With racing moving to Shearing Speedway south of Duncan in 1952, Bob joined forces with Grant King, driving Grant’s #1 car to a clean sweep at Shearing’s inaugural race meet and later that season set a new track record for Big Cars of 16.29 and scored another sweep. In 1953, Dick Marks then purchased the car from Grant and with Bob as his driver they took it on the US circuit. As a self employed logger and having his own heavy equipment, Bob assisted Andy Cotttyn in the building of Andy’s new track during 1953. The grand opening of that 1/2 mile dirt oval on May 22nd, 1954 saw Bob driving a new #77 car for Grant and his setting fast time of 23.30 plus a win in the helmet dash and a second in the main event. Two days later at a second meet at Western, Bob was first in the main event. Continuing to do well the remainder of that year which included him setting three new track records, Bob won the dash and fast heat at the Big Car season-end Championship race and was second in the main event, being awarded the Bardahl Trophy as Track Points Champion and the Bert Sutton Memorial Trophy as the Season Champion.
Bob continued to drive for Grant King in 1955 and ’56 and then bought Rolla Vollstedt’s #27 car out of Portland the following year which he ran until 1960 when he sold it to Eddie Kostenuk. Joining forces with Billy Walters in ’61 for the final year of Big Cars at Western, he later drove Modified Sportsmen and Super Modifieds until his racing retirement at the end of the 1965 season.

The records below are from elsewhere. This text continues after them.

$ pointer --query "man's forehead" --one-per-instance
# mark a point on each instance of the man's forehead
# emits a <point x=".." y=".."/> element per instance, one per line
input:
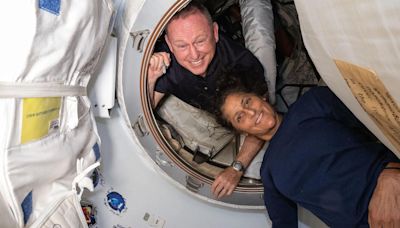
<point x="196" y="17"/>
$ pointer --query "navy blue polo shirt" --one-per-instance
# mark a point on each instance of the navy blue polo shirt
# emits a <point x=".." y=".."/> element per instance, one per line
<point x="200" y="91"/>
<point x="323" y="159"/>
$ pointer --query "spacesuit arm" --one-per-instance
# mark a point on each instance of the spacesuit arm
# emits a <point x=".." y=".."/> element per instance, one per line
<point x="158" y="65"/>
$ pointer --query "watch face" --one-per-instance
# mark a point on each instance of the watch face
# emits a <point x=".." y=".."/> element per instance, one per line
<point x="237" y="166"/>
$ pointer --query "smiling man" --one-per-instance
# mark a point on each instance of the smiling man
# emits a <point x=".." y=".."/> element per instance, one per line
<point x="188" y="65"/>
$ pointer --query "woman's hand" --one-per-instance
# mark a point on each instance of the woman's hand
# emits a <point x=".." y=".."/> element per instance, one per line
<point x="226" y="182"/>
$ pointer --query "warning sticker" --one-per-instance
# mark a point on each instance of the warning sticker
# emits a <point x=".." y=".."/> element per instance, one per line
<point x="375" y="99"/>
<point x="40" y="116"/>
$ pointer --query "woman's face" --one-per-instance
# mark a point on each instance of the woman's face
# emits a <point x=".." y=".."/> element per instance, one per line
<point x="251" y="114"/>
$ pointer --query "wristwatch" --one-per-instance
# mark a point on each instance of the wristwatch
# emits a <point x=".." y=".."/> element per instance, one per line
<point x="238" y="166"/>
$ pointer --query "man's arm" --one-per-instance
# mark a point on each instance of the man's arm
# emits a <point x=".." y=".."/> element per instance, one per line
<point x="384" y="206"/>
<point x="159" y="63"/>
<point x="228" y="179"/>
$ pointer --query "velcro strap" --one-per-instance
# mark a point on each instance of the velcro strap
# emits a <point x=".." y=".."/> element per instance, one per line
<point x="46" y="89"/>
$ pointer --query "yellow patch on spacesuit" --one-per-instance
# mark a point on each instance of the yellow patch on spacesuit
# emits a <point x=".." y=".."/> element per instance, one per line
<point x="375" y="99"/>
<point x="39" y="117"/>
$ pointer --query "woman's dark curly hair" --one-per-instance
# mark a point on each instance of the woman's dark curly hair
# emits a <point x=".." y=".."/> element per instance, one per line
<point x="239" y="79"/>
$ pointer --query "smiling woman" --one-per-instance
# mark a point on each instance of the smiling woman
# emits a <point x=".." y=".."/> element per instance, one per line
<point x="327" y="149"/>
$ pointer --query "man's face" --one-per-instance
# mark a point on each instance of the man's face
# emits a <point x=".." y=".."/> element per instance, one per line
<point x="192" y="41"/>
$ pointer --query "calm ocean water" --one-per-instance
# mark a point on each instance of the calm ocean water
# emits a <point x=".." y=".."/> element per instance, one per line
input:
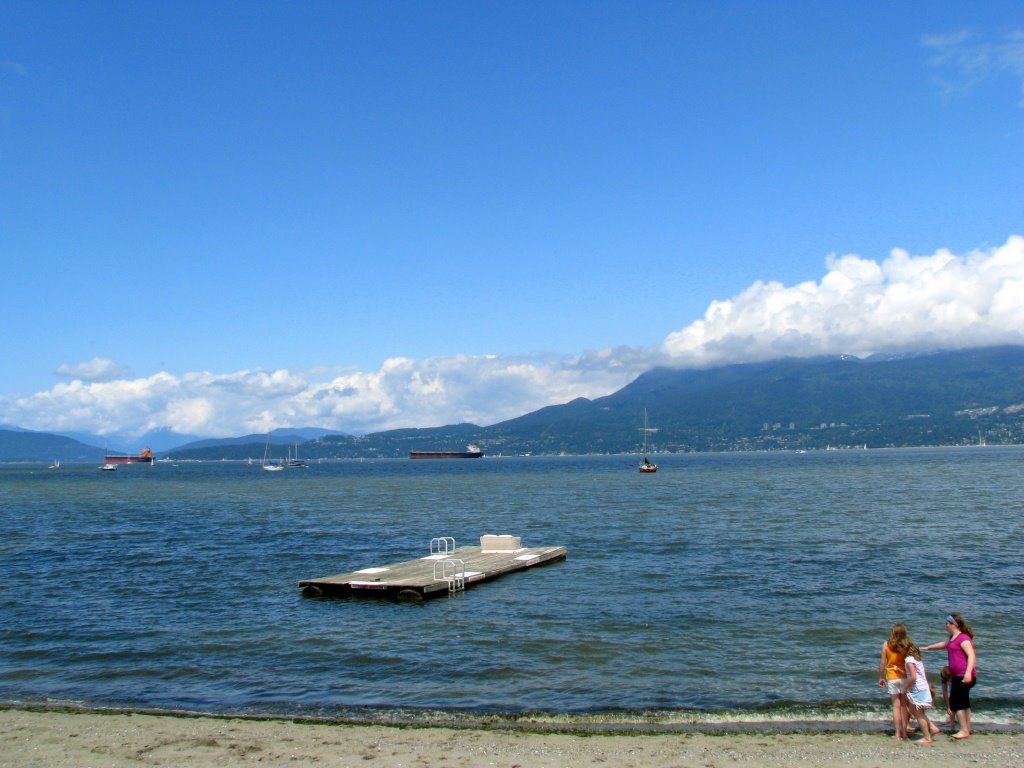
<point x="748" y="586"/>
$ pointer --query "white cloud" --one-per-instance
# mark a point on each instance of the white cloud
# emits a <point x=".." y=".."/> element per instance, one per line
<point x="861" y="307"/>
<point x="98" y="369"/>
<point x="965" y="59"/>
<point x="403" y="392"/>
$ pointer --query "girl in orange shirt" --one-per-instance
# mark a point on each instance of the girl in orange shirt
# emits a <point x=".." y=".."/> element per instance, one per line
<point x="892" y="674"/>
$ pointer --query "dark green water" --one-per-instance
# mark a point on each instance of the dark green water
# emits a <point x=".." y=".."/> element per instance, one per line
<point x="756" y="586"/>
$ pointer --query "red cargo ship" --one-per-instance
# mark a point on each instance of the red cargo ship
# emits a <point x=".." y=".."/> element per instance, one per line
<point x="472" y="452"/>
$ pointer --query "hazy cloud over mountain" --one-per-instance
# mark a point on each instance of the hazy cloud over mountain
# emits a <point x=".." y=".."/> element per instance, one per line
<point x="859" y="307"/>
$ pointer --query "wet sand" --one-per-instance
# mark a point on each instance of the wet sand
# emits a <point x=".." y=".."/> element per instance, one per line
<point x="72" y="739"/>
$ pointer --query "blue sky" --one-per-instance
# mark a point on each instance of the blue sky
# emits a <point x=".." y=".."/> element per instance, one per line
<point x="226" y="217"/>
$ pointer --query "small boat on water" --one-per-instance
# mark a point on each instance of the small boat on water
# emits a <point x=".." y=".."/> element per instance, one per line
<point x="647" y="466"/>
<point x="294" y="462"/>
<point x="472" y="452"/>
<point x="266" y="465"/>
<point x="143" y="457"/>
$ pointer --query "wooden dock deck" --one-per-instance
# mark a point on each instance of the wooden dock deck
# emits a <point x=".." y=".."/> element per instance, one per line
<point x="444" y="569"/>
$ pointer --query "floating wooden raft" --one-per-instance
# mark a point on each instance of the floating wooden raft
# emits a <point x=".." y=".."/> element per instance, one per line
<point x="444" y="569"/>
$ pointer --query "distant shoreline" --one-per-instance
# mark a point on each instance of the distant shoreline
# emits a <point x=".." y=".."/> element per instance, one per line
<point x="534" y="723"/>
<point x="55" y="738"/>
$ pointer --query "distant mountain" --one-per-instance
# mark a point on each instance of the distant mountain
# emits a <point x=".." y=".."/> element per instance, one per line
<point x="24" y="445"/>
<point x="943" y="398"/>
<point x="283" y="436"/>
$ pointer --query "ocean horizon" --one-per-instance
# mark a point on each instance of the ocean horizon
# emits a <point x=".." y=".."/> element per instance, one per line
<point x="726" y="588"/>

Over the span of his career, Bob drove all over the West Coast, often travelling with Seattle’s Del Fanning to tracks which included Edmonton, Great Falls, Boise, Seattle, Portland, Phoenix and Los Angeles. As well as driving, Bob was deeply involved with the British Columbia Automotive Sports Association (B.C.A.S.A.) and was also a Western Speedway programme sponsor with his “Saanich Arm Logging” company.